Classifying a fetch failure
isRetryableHttpException :: HttpException -> Bool Source #
Should a fetch that threw this HttpException be retried? Connection failures
and timeouts are transient by nature; a status-code rejection defers to
isRetryableStatusCode; a malformed URL is a configuration fault no retry can
mend. Anything not positively known to be transient is treated as permanent, so
Pilot fails fast rather than hammering the upstream on a guess.
isRetryableStatusCode :: Int -> Bool Source #
Is this HTTP status worth retrying? A 5xx is a server-side fault that may clear, and 408 (request timeout) and 429 (too many requests) are explicit "back off and come back" signals. Every other code, in particular a 4xx that is not 408/429, is a permanent client-side error a retry cannot fix.
Running a fetch under the policy
withOsvRetry :: (MonadMask m, KatipContext m) => RetryPolicyM m -> m a -> m a Source #
Run an osv.dev fetch under a Control.Retry policy. A transient
HttpException (see isRetryableHttpException) is retried with backoff until it
either succeeds or the retry budget is spent; a permanent one is not retried.

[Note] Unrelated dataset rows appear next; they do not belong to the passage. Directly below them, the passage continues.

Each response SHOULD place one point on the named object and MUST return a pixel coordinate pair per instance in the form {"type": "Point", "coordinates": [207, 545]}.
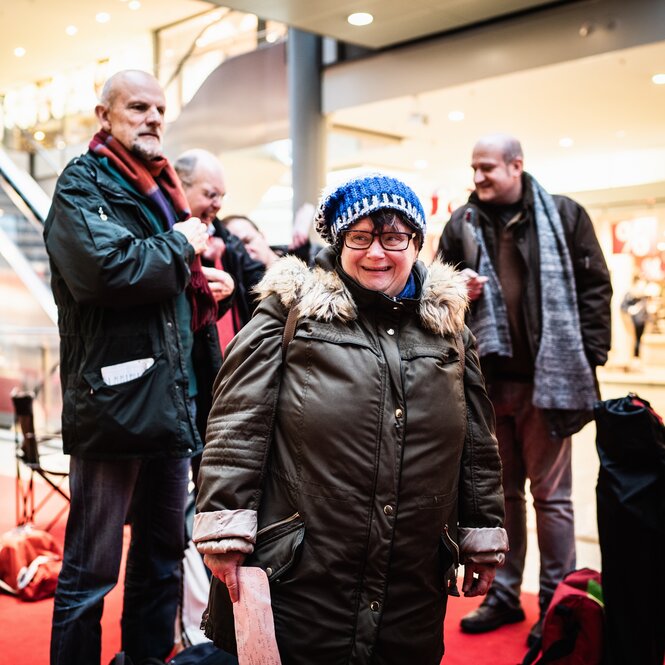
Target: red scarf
{"type": "Point", "coordinates": [158, 181]}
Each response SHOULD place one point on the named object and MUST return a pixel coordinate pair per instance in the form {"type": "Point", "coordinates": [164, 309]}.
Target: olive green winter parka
{"type": "Point", "coordinates": [345, 469]}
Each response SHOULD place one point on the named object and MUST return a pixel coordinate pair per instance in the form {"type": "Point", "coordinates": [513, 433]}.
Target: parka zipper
{"type": "Point", "coordinates": [452, 582]}
{"type": "Point", "coordinates": [274, 525]}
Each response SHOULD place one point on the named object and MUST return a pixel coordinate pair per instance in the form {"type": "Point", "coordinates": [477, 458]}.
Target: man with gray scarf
{"type": "Point", "coordinates": [540, 293]}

recovering re-throws the original exception on exhaustion or when the handler
declines, so the caller's own handler (the export loop, which logs and then waits
the full sync interval) still sees it. A non-HttpException fault, for example a
corrupt-archive parse error, is not caught here and propagates unretried.
Log lines
transientMessage :: RetryStatus -> HttpException -> String Source #
The warning logged before a transient fetch failure is retried. Reports the
1-based attempt number (rsIterNumber counts retries from zero) and the cause, so
an operator reading the logs can watch the backoff engage. It depends only on its
arguments, so it can be exercised in isolation.